Informations obligatoires à afficher
Les personnes filmées doivent être informées, au moyen de panneaux affichés en permanence et de manière visible dans les lieux concernés. Ces panneaux doivent être compréhensibles par tous et comporter au minimum, en plus d'un pictogramme représentant une caméra indiquant que le lieu est sous vidéoprotection :

- Les finalités du traitement installé.
- La durée de conservation des images.
- Le nom ou la qualité et le numéro de téléphone du responsable/du délégué à la protection des données (DPO).
- L’existence de droits « Informatique et libertés ».
- Le droit d’introduire une réclamation auprès de la Commission nationale de l’informatique et des libertés (CNIL), en précisant ses coordonnées.

Pour que les panneaux affichés restent lisibles, l'intégralité des informations à porter à la connaissance du public peut être mise à disposition par d'autres moyens, comme un site internet. Ces informations complémentaires incluent notamment :

- La base légale du traitement.
- Les destinataires des données personnelles, y compris ceux établis en dehors de l’UE.

Enfin, le cas échéant, les informations complémentaires qui doivent être portées à l’attention de la personne (prise de décision automatisée, profilage, etc.).

Ces informations sont prévues par l’article 13 du RGPD et l’article 104 de la loi « Informatique et Libertés ».

Durée de conservation des images : 
La durée de conservation des images ne doit pas excéder un mois (30 jours). La durée maximale de conservation des images ne doit pas être fixée uniquement en fonction de la capacité technique de stockage de l'enregistreur.

Généralement, conserver les images quelques jours suffit pour effectuer les vérifications nécessaires en cas d'incident et pour engager d'éventuelles procédures pénales.

Si de telles procédures sont engagées, les images sont alors extraites du dispositif (après consignation de cette opération dans un cahier spécifique) et conservées pour la durée de la procédure.

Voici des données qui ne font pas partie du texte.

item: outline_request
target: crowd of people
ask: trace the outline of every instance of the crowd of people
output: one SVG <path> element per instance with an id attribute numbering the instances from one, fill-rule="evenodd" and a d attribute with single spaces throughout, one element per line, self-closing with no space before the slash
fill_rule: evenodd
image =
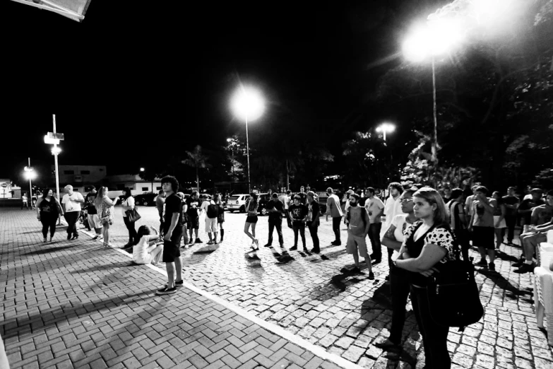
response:
<path id="1" fill-rule="evenodd" d="M 132 247 L 133 259 L 137 264 L 165 264 L 167 272 L 167 283 L 156 291 L 156 294 L 174 293 L 183 286 L 182 262 L 180 249 L 202 242 L 198 237 L 201 215 L 205 214 L 205 230 L 208 245 L 223 241 L 225 211 L 220 195 L 213 199 L 206 194 L 194 192 L 189 197 L 178 192 L 179 182 L 172 176 L 162 180 L 162 190 L 157 199 L 160 227 L 157 229 L 141 226 L 138 232 L 134 222 L 128 219 L 128 212 L 135 208 L 131 190 L 124 190 L 121 211 L 129 230 L 129 242 L 124 247 Z M 68 222 L 67 238 L 78 237 L 75 227 L 81 206 L 88 209 L 88 222 L 95 229 L 95 238 L 109 242 L 109 226 L 113 222 L 114 205 L 117 202 L 107 197 L 107 189 L 93 187 L 85 198 L 74 192 L 71 185 L 66 186 L 66 194 L 61 204 L 52 196 L 49 189 L 44 190 L 37 204 L 39 220 L 43 224 L 42 233 L 47 241 L 48 230 L 50 240 L 54 235 L 58 216 L 63 213 Z M 343 221 L 347 228 L 345 250 L 352 255 L 355 266 L 350 274 L 360 274 L 364 258 L 369 279 L 374 279 L 372 267 L 381 262 L 382 246 L 388 254 L 392 300 L 392 324 L 390 336 L 375 345 L 384 350 L 401 349 L 401 337 L 405 320 L 405 305 L 410 295 L 419 330 L 422 336 L 426 368 L 447 368 L 451 358 L 447 350 L 448 328 L 436 324 L 431 316 L 427 286 L 429 278 L 438 267 L 453 260 L 454 250 L 460 250 L 462 259 L 472 262 L 468 250 L 477 249 L 480 259 L 474 265 L 496 273 L 495 253 L 502 244 L 515 246 L 515 228 L 521 222 L 519 235 L 522 254 L 513 264 L 516 273 L 533 270 L 533 257 L 540 242 L 546 239 L 546 233 L 553 229 L 553 191 L 544 192 L 530 189 L 521 200 L 516 188 L 510 187 L 505 196 L 495 191 L 491 193 L 484 186 L 475 185 L 472 194 L 465 196 L 460 188 L 446 188 L 441 192 L 421 184 L 408 189 L 398 182 L 388 185 L 389 197 L 382 201 L 373 187 L 364 190 L 348 190 L 340 199 L 332 188 L 326 190 L 326 206 L 321 213 L 320 199 L 313 191 L 292 194 L 271 194 L 270 201 L 265 205 L 268 217 L 268 235 L 266 247 L 273 247 L 273 236 L 276 230 L 278 243 L 283 255 L 288 251 L 308 253 L 321 252 L 318 237 L 320 218 L 332 218 L 335 240 L 329 246 L 342 245 L 340 226 Z M 545 195 L 545 196 L 544 196 Z M 259 259 L 259 238 L 256 234 L 258 221 L 258 196 L 250 194 L 246 203 L 246 220 L 244 233 L 251 241 L 251 251 L 246 253 L 251 259 Z M 285 248 L 283 222 L 294 234 L 294 244 Z M 308 250 L 305 229 L 311 235 L 312 247 Z M 506 236 L 506 240 L 504 238 Z M 299 240 L 301 238 L 301 248 Z M 367 242 L 369 240 L 369 245 Z M 495 240 L 494 240 L 495 238 Z"/>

Attention au plan d’implantation des caméras !
Les caméras doivent être installées de manière à ne jamais filmer :

- Une partie privative (porte palière, fenêtre, ouverture, jardin privatif…), à l'exception des emplacements de parking privatifs ouverts.
- La voie publique.
- Le voisinage.

Que faire lorsqu’une caméra filme un hall vitré donnant sur rue par exemple ?

Tous les systèmes d’enregistrement (DVR) proposent normalement une option de masquage numérique qui permet alors d’apposer un carré noir ou de flouter (aussi appelé “masque de confidentialité”) la zone sous interdiction de filmer.